Speaker Ryan needs a win after health care loss
Posted April 10
WASHINGTON — House Speaker Paul Ryan needs a win following the collapse of his health care bill. Achieving that won't be easy for the 47-year-old leader, whose ascent as a Republican heavyweight has been marred by an embarrassing flop on the most momentous legislation he's ever handled.
Last month's unraveling of the health care legislation, thanks to conservative versus moderate battles that still rage, tarnished Ryan's reputation as the leader who could unite a fractious GOP. Next come tax and spending fights as fraught as the party's stymied attempt to dismantle President Barack Obama's health care overhaul.
"I don't know that the Lord himself could unite our caucus," said Rep. Mike Simpson, R-Idaho.

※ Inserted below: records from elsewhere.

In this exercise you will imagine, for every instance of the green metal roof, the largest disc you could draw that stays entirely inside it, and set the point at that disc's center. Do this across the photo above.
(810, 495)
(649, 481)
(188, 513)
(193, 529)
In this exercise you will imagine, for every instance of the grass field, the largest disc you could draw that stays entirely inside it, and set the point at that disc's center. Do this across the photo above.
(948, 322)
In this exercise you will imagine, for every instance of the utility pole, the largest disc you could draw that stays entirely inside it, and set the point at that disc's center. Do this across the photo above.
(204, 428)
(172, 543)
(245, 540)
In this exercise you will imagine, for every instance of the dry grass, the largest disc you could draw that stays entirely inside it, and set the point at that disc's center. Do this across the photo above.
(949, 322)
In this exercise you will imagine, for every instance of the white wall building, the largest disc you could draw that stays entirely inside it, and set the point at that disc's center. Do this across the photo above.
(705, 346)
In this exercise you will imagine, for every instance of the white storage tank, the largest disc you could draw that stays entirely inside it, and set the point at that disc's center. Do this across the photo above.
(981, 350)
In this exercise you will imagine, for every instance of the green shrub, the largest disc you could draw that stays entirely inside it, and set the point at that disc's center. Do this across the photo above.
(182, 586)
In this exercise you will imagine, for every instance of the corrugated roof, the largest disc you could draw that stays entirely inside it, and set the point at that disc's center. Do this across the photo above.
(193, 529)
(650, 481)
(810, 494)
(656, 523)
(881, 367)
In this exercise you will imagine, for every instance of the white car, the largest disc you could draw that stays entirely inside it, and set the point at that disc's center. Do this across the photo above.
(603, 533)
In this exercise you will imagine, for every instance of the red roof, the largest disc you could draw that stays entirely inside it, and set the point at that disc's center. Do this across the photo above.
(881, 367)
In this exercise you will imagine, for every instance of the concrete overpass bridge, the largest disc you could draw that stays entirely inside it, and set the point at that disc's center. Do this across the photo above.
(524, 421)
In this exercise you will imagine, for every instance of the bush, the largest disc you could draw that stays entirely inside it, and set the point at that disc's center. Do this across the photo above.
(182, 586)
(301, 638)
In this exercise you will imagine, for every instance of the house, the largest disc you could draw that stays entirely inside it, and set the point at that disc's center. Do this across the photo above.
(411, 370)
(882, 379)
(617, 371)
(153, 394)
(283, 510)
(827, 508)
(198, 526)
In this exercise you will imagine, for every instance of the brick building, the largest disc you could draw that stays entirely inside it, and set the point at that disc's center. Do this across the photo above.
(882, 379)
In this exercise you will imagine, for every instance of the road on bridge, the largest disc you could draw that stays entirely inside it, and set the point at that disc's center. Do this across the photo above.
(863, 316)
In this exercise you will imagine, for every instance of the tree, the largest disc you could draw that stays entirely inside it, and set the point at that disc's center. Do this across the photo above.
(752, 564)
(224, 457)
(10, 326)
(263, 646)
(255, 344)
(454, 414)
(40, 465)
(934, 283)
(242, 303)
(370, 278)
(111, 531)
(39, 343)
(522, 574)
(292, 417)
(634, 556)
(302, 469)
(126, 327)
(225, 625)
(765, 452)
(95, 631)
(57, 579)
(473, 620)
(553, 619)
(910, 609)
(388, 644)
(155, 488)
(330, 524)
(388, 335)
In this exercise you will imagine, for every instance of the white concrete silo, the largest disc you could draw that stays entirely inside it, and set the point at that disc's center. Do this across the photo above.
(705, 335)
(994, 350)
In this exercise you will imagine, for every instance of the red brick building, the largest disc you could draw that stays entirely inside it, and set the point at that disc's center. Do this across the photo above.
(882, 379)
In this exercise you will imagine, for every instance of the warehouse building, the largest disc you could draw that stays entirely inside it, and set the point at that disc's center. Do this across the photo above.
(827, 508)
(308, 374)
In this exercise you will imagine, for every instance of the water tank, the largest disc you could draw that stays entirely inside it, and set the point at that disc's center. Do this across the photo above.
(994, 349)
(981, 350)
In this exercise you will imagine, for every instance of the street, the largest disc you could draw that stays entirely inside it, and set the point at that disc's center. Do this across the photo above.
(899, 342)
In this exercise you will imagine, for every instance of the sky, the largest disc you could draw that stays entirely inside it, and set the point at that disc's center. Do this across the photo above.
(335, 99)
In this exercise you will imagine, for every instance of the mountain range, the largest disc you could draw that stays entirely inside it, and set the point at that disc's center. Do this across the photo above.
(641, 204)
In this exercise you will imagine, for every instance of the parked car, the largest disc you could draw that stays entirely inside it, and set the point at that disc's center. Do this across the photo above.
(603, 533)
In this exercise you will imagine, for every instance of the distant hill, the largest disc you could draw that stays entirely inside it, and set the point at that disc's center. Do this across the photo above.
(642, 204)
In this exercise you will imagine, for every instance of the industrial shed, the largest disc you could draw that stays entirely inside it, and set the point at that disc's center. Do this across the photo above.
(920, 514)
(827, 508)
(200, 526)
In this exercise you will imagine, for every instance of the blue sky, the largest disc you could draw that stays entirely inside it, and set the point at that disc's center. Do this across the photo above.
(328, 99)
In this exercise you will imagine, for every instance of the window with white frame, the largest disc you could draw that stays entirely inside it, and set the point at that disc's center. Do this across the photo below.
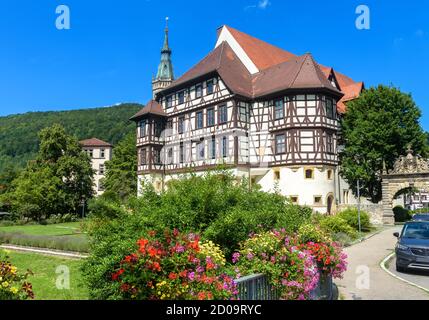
(223, 114)
(280, 144)
(199, 120)
(198, 91)
(210, 86)
(279, 109)
(210, 117)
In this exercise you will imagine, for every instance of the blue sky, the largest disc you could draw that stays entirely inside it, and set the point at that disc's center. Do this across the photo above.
(112, 49)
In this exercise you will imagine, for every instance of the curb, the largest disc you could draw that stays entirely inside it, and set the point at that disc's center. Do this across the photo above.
(61, 254)
(366, 238)
(383, 266)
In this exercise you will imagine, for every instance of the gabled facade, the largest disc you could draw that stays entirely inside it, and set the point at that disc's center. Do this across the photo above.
(99, 152)
(267, 114)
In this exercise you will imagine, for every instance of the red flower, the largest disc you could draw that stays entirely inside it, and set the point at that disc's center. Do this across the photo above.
(116, 275)
(210, 266)
(201, 296)
(125, 287)
(152, 251)
(156, 266)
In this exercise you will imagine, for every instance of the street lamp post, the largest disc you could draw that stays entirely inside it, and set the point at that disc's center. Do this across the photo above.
(359, 221)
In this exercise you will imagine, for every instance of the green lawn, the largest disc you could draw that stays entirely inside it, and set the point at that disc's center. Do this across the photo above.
(61, 229)
(45, 277)
(64, 236)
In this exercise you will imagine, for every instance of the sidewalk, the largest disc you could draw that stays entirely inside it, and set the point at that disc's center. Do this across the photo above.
(382, 286)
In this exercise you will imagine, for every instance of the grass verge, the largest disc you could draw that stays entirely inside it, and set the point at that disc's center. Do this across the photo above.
(44, 276)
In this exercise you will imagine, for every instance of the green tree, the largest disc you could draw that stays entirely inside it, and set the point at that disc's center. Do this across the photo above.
(57, 181)
(7, 175)
(378, 127)
(121, 175)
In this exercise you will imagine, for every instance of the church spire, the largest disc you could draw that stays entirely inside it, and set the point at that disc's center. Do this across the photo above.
(165, 74)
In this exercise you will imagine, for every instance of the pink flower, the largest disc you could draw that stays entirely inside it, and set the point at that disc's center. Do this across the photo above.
(235, 257)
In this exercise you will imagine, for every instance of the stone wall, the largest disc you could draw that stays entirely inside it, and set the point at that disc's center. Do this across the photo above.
(375, 210)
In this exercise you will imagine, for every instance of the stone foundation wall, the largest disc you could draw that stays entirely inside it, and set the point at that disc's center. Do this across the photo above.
(375, 210)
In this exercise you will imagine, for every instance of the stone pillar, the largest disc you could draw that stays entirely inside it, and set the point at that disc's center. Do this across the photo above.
(388, 216)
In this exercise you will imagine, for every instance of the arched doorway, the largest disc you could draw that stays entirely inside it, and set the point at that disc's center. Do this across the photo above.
(330, 204)
(409, 172)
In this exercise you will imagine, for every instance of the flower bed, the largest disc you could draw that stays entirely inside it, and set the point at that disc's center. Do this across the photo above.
(293, 269)
(13, 285)
(176, 266)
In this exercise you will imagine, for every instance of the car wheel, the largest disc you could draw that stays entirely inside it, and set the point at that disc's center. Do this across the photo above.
(400, 269)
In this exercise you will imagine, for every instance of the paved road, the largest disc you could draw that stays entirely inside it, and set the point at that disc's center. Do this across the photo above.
(365, 280)
(421, 278)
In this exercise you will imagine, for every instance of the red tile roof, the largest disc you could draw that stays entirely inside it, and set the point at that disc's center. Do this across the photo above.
(225, 62)
(278, 70)
(94, 142)
(262, 54)
(351, 92)
(297, 73)
(152, 107)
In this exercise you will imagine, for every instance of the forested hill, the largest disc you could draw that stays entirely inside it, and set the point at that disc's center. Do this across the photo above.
(19, 133)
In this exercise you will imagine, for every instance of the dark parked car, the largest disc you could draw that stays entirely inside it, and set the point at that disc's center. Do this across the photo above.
(421, 217)
(4, 215)
(412, 250)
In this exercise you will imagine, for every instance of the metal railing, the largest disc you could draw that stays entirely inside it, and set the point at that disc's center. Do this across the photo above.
(257, 287)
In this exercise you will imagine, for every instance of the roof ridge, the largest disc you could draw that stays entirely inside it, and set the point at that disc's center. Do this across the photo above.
(221, 54)
(299, 70)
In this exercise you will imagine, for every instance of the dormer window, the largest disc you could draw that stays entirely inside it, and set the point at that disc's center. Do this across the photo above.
(142, 128)
(198, 91)
(169, 101)
(210, 87)
(181, 97)
(279, 109)
(330, 111)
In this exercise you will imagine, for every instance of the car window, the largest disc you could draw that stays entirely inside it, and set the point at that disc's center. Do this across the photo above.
(416, 231)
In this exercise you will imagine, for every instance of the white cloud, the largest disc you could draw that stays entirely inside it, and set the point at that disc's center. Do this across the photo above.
(420, 33)
(262, 5)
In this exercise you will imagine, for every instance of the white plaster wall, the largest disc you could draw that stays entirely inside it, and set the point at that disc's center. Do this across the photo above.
(293, 183)
(96, 161)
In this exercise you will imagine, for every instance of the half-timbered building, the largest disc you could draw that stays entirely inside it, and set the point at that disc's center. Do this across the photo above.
(266, 114)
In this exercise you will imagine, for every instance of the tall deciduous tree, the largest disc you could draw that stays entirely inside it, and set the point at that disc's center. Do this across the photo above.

Ryan, R-Wis., will need all the clout he can muster to succeed with those upcoming bills and with continuing attempts to resurrect the health care legislation. He cannot afford another reversal without risking further erosion of his own power, though no one says his hold on the speakership is in imminent jeopardy.
"He's got to show movement, either on health care and-or other issues," said former Senate Majority Leader Trent Lott, R-Miss. Lott said the health care retreat "makes it harder, but it makes it also more important that they get these other things done."
After Congress' two-week recess, House leaders plan to focus on a bill preventing a late-April government shutdown and on a plan to revamp the federal tax system. Guiding them will be Ryan, the 2012 GOP vice presidential nominee. He was pressed into the speaker's job in 2015 as a telegenic star who appealed to all segments of the party, replacing the ousted Rep. John Boehner, R-Ohio.
Fast forward to now.
Republicans have yet to heal from the events of March 24, when Ryan abruptly canceled a House vote on the health care bill because opposition from both wings of the party would have sunk it. The retreat wounded President Donald Trump and Ryan, who along with other Republicans, long made repealing Obama's 2010 law a campaign pledge — only to lay an egg three months into uncontested GOP control of Washington.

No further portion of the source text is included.